# 1. Load the 'reuters' corpus

In [1]:
# Necessary installations 
#!pip install nltk
#!pip install numpy

# Start by importing the necessary libraries
import nltk
import string
from nltk.util import ngrams
from nltk.probability import FreqDist
from collections import defaultdict

# Additionally used libraries
import re
import numpy as np

In [2]:
# Ensure the reuters corpus is downloaded
nltk.download('reuters')
nltk.download('punkt')

[nltk_data] Downloading package reuters to /home/lisa/nltk_data...
[nltk_data]   Package reuters is already up-to-date!
[nltk_data] Downloading package punkt to /home/lisa/nltk_data...
[nltk_data]   Package punkt is already up-to-date!


True

In [3]:
# Load the reuters corpus
from nltk.corpus import reuters

# 2. Preprocess the corpus

In [4]:
def preprocessing(corpus):
    """
    Preprocess the raw text of a corpus. Namely remove numbers, lowercase, remove puncutation, tokenize.
    Parameters:
        corpus (str): the corpus of text to be preprocessed
    Returns:
        corpus (list): the preprocessed corpus
    """
    # remove numbers
    corpus = re.sub(r'\d+', ' ', corpus)
    # lowercase everything
    corpus = corpus.lower() 
    # remove punctuation 
    corpus = "".join([char for char in corpus if char not in string.punctuation])
    # tokenize 
    corpus = nltk.word_tokenize(corpus)
    return corpus

In [5]:
prep_reuters = preprocessing(reuters.raw()) # .raw() to extract text from corpus 

print(prep_reuters[:30])

['asian', 'exporters', 'fear', 'damage', 'from', 'usjapan', 'rift', 'mounting', 'trade', 'friction', 'between', 'the', 'us', 'and', 'japan', 'has', 'raised', 'fears', 'among', 'many', 'of', 'asias', 'exporting', 'nations', 'that', 'the', 'row', 'could', 'inflict', 'farreaching']

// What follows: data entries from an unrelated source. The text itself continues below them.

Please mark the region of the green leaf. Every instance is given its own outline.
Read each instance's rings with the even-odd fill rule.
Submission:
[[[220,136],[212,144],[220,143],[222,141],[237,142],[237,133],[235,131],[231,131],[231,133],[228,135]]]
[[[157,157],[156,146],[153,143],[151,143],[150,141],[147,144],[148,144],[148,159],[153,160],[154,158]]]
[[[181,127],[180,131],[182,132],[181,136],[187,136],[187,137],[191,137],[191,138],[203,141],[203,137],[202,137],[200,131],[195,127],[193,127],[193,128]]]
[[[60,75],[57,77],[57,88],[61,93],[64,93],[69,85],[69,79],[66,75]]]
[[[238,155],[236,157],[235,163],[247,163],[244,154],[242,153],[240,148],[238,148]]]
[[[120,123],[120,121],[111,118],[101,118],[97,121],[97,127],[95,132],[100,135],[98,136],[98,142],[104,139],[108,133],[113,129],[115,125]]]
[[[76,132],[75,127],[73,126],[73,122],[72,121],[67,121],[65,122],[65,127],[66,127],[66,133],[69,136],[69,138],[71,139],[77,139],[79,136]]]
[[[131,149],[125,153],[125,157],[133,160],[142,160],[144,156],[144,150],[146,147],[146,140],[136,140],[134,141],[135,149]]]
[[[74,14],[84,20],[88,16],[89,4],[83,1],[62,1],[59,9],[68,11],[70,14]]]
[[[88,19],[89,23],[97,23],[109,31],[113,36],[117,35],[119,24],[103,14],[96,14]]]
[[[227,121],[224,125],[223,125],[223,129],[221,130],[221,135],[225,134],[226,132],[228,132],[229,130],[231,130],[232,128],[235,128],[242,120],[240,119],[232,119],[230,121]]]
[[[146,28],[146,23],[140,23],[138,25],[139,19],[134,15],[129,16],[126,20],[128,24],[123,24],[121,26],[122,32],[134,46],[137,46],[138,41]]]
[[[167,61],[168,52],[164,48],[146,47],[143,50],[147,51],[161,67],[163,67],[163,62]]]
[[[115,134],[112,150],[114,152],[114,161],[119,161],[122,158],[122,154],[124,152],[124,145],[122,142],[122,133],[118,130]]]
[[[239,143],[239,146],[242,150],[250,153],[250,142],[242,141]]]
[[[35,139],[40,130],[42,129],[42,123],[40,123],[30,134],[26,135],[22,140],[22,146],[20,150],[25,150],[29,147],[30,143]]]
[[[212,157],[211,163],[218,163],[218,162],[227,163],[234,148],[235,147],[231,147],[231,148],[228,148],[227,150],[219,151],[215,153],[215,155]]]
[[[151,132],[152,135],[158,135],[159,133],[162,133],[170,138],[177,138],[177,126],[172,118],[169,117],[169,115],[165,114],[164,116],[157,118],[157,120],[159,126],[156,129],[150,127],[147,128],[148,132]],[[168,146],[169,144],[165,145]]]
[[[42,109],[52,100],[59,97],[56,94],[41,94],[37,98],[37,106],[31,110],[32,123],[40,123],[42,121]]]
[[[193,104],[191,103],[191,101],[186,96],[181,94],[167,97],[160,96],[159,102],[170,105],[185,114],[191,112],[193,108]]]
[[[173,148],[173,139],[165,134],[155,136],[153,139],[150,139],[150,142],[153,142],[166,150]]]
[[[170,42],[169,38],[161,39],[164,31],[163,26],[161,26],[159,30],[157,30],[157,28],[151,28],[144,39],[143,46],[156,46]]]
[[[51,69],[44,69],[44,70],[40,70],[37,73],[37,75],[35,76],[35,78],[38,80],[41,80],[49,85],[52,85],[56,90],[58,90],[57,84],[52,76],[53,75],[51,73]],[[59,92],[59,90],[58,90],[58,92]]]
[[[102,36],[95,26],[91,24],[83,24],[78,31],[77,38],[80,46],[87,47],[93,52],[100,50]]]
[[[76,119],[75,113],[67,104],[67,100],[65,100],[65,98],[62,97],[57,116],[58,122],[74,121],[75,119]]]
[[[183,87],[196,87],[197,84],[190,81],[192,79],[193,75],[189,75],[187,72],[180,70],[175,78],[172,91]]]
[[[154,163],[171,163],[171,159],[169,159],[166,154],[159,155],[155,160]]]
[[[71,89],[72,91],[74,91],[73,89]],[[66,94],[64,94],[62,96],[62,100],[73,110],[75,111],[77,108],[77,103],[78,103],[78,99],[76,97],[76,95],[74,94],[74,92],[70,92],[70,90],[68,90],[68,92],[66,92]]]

# 3. N-grams & 4. their frequencies

In [6]:
def ngrams(corpus, n:int):
    """
    Creates ngrams of a preprocessed corpus.
    Parameters:
        corpus (list): a preprocessed (lowercase, no punctuation, no numbers, tokenized) corpus
        n (int): the length of each ngram
    Returns:
        ngrams (zip): the ngrams of the corpus
    """
    ngrams = nltk.ngrams(corpus, n) 
    return ngrams

In [7]:
def freq_ngrams(ngrams):
    """
    Calculates the frequency of each ngram and displays them.
    Parameters:
        ngrams (zip): the ngrams to count the frequencies of
    Returns: 
        freq_ngrams (FreqDist): each ngram and its frequency
    """
    freq_ngrams = nltk.FreqDist(ngrams)
    return freq_ngrams

In [17]:
ngrams_reuters = ngrams(prep_reuters, 3)

freq_ngrams_reuters = freq_ngrams(ngrams_reuters)

freq_ngrams_reuters

FreqDist({('mln', 'vs', 'mln'): 3402, ('cts', 'vs', 'cts'): 1779, ('revs', 'mln', 'vs'): 1515, ('shr', 'cts', 'vs'): 1446, ('the', 'company', 'said'): 1180, ('vs', 'cts', 'net'): 1169, ('cts', 'net', 'vs'): 1082, ('of', 'mln', 'dlrs'): 1049, ('net', 'vs', 'revs'): 887, ('mln', 'dlrs', 'in'): 819, ...})

# 5. Predict the next word

In [9]:
def predict_word_model(input_sentence, freq_ngrams): 
    """
    Predict the next word of an input sentence. 
    Parameters:
        input_sentence (string): the sentence to predict a new word for
        freq_ngrams (FreqDist): the ngrams and their frequencies to base the prediction on
    Returns:
        next_word (string): the next word or a no-next-word message
    """
    # preprocess input sequence
    prep_input_sentence = preprocessing(input_sentence) 
    # change type of the freq_ngrams class object to list
    freq_ngrams = list(freq_ngrams.items())
    # extract the last n-1 words from the sentence, 
    # where n is the length of the ngrams
    len_ngrams = len(freq_ngrams[0][0])
    last_n_words = prep_input_sentence[-len_ngrams+1:]
    # collect all possible next words and their frequencies in a list
    possible_next_words = []
    for ngram in freq_ngrams:
        i = 0
        for word in last_n_words: 
            if ngram[0][i] == word:
                i += 1
                if i == len_ngrams-1:
                    possible_next_words.append(ngram)
            else:
                break
    # choose the next word according to the highest frequency
    # make sure there is at least one possible word
    if possible_next_words == []:
        next_word = 'No next word based on this corpus'
    else: 
        position = np.argmax([i[1] for i in possible_next_words])
        next_word = possible_next_words[position][0][len_ngrams-1]
    
    return next_word

In [10]:
input_sentence = 'hi du 55 ... panterleun automotive technologies of the ' 

In [11]:
predict_word_model(input_sentence, freq_ngrams_reuters)

'company'